The National

PORT MORESBY, Papua New Guinea (Nov. 6, 2008) - Historians, journalists and astrologists will be scouring through history vaults and the Internet for precedents, predictions, and similarities to put in perspective the momentous occasion yesterday when Barack Obama was elected the first black president of the United States of America.

They will, of course, come across the prediction by Robert Kennedy, brother of President John F Kennedy.

Kennedy predicted in 1968 in a radio broadcast on Radio America and relayed to over 60 nations that: "There’s no question that in the next 30or 40 years, a Negro can also achieve the same position that my brother has as president of the United States, certainly within that period of time."

It is exactly 40 years this year and this prediction appears to have been fulfilled.

Yet it is not prediction but promise that most commentators around the world will be settling on to describe Obama’s elevation.

Had an assassin’s bullet not killed him on April 4, 1968, civil rights activist extraordinaire, Dr. Matin Luther King would have lived to see his "dream" fulfilled yesterday.

King would have been only 79 years of age this year and would most probably have been at the side of Senator Barack Obama as he was declared president.

On Aug 28, 1963, King gave his famous "I have a dream" speech in the US capital, Washington, D.C.

King said he had a dream that one day "… the sons of former slaves and the sons of former slave owners will be able to sit down together at the table of brotherhood".

He dreamt of a time when the "heat of injustice … heat of oppression will be transformed into an oasis of freedom and justice".

He dreamt of a time when his four little children would "not be judged by the color of their skin but by the content of their character".

It is not certain that America or indeed the world will ever be transformed into an oasis of freedom and justice but Americans "judged" yesterday by the character, not the skin color, of Obama yesterday.

And by that judgment alone, American voters elevated, not just one man, but in the eyes of the world, their nation onto a new stage.

By that judgment, Americans have given hope to minorities everywhere that reaching the top is plausible and possible. It gives us in PNG hope and a good feeling in the gut -- almost as if it is a personal achievement.
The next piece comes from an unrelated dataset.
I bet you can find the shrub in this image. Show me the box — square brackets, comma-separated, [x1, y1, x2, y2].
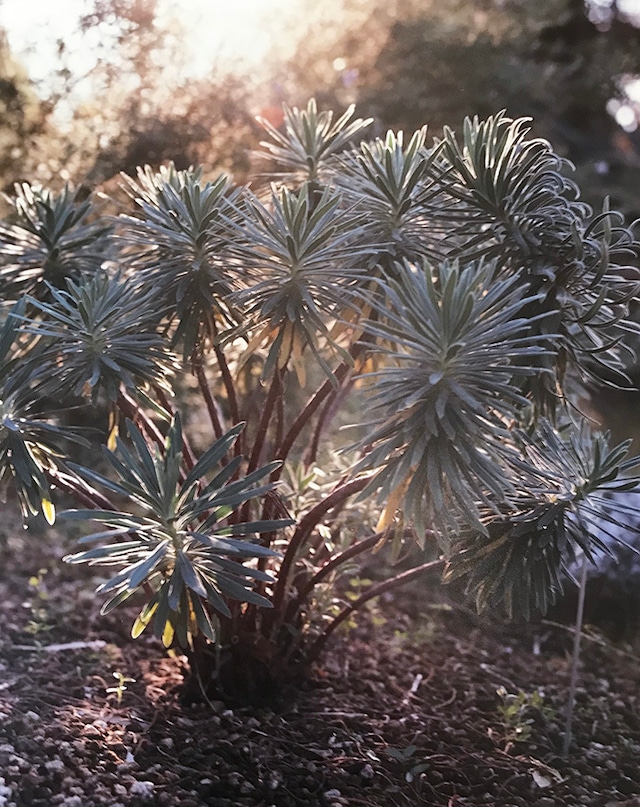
[0, 101, 639, 697]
There is something truly remarkable about how this son of an African immigrant rose from obscurity in four short years to the Olympian heights of the most powerful post in the world but he has done it with such terrific ease that in our minds it appears unremarkable.
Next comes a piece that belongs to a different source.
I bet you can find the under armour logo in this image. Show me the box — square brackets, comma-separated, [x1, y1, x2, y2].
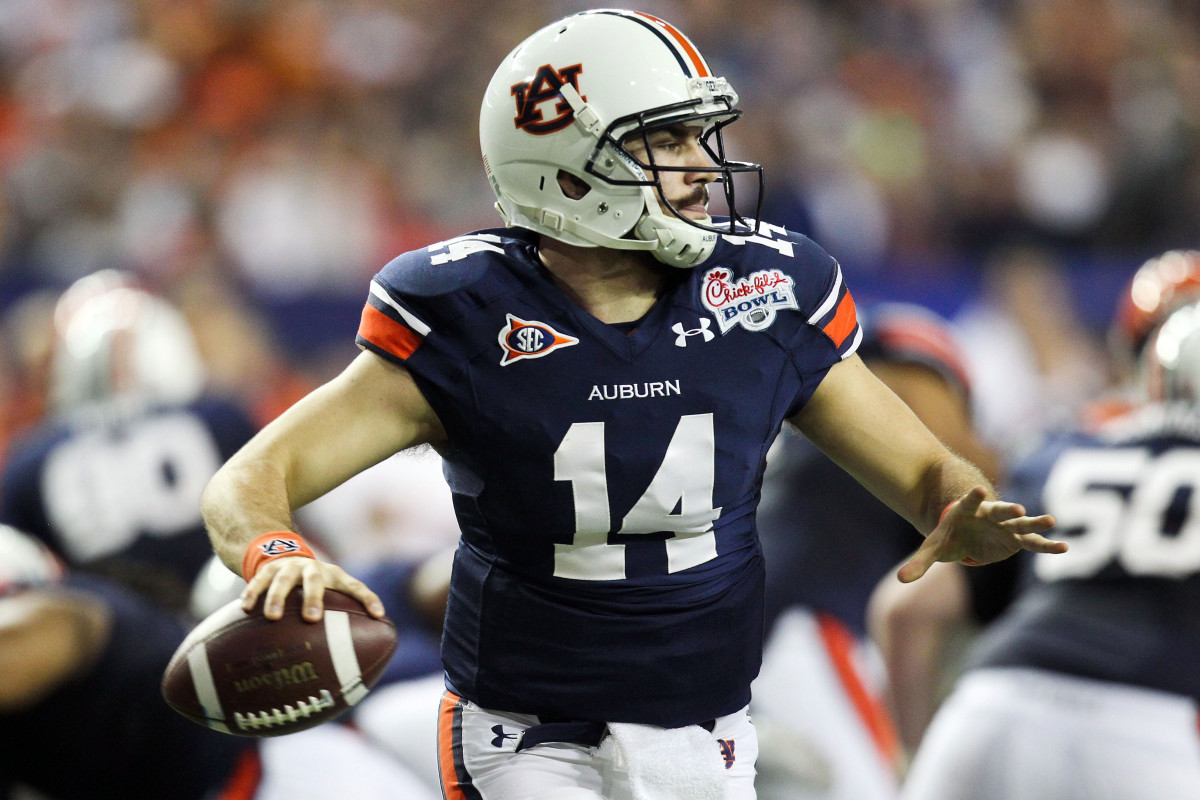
[259, 539, 300, 555]
[671, 318, 716, 347]
[716, 739, 737, 769]
[492, 724, 517, 747]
We are all used to fairy tale and Obama’s rise to fame has that fairy tale flavor. Well before we performed disastrously at the bookmakers on Melbourne Cup day, all our money was on Obama.

"Of course, he will win," you heard everywhere.
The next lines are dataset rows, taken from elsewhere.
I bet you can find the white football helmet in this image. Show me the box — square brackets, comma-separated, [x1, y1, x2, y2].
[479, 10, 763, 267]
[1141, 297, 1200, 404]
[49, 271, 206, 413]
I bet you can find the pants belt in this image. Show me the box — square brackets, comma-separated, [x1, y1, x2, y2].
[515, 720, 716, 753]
We also like the way Obama did it.

There was no pretensions, no hype.

Obama’s history-making progress to the White House has been matter of factly, humane, intelligent and normal.

His victory is a victory for minorities everywhere but especially for black people of the world.

Whether he actually performs any differently from the other 43 white former presidents is quite another matter but for now, for many Papua New Guineans there will be American politics before and after Obama, with more interest and attention on "after".

That said, we are tempted to ask: Have we just witnessed an electorate that truly is color blind or is it one that is hell-bent on voting against a presidency that has made real the truism -- "violence begets violence".

Is this an electorate that is voting with its feet to get rid of the disastrous presidency of George W. Bush?